To support their contention, the plaintiffs focus on (1) the change in the position from the USDA’s former general counsel, who originally expressed support for requiring BE disclosure of highly refined foods; and (2) the evolving and improving ability to identify genetic material using testing methods not addressed by the USDA. We expect the USDA will continue to argue that the plain language of the NBFDS Act supported its interpretation that “if a food does not contain detectable modified genetic material, it is not a bioengineered food and does not require disclosure.” Given the number of highly refined ingredients sourced from BE crops on the market, regulated entities should closely follow the developments related to this challenge.
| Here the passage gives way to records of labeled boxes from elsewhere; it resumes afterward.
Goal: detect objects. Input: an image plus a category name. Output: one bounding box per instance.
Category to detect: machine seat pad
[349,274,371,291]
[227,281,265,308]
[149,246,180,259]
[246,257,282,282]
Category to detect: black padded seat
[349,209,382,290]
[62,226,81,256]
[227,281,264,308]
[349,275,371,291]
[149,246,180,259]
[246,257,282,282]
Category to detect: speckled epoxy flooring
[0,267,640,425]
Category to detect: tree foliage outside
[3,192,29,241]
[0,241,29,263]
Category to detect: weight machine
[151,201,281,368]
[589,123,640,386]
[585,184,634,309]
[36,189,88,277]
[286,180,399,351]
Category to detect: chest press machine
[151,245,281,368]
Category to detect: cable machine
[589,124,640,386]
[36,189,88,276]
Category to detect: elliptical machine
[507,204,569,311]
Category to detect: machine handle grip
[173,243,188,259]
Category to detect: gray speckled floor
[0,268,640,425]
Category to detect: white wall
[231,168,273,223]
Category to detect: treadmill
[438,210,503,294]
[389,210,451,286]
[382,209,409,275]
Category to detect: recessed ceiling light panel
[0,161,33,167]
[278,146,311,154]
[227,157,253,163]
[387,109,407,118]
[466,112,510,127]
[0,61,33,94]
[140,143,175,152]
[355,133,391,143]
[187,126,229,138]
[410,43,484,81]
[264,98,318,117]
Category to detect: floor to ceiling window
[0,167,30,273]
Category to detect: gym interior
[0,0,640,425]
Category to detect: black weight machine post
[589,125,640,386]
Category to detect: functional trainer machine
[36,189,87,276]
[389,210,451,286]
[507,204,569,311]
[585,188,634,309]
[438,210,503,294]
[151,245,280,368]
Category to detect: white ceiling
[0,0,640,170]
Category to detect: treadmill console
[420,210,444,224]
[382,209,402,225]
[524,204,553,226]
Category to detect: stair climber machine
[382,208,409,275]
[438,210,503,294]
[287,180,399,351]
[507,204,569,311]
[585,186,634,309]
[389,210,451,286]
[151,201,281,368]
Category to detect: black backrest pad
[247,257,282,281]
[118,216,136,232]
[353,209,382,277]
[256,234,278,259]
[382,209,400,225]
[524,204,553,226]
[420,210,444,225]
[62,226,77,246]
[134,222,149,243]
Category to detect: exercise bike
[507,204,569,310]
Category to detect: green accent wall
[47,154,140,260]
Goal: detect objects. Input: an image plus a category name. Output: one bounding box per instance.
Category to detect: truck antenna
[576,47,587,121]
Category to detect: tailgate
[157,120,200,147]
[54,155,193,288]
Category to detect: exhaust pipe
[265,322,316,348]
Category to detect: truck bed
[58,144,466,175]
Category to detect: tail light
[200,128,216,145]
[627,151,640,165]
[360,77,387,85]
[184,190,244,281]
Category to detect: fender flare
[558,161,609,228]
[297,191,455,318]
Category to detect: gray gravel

- The USDA’s restriction on the use of industry’s “right” to label foods produced through “genetic engineering” or as “genetically engineered” prohibits commercial speech in violation of the First Amendment. The plaintiffs argue that the USDA’s mandatory disclosure options, which require the word “bioengineered” and do not incorporate other terms, such as “produced with genetic engineering” or “GMO,” unconstitutionally chill speech. While First Amendment challenges to FDA labeling and advertising restrictions have seen some success in federal courts, arguably nothing in the final NBFDS rule prohibits additional statements or other claims regarding these foods or ingredients on the product label, so long as they are made in accordance with other applicable law.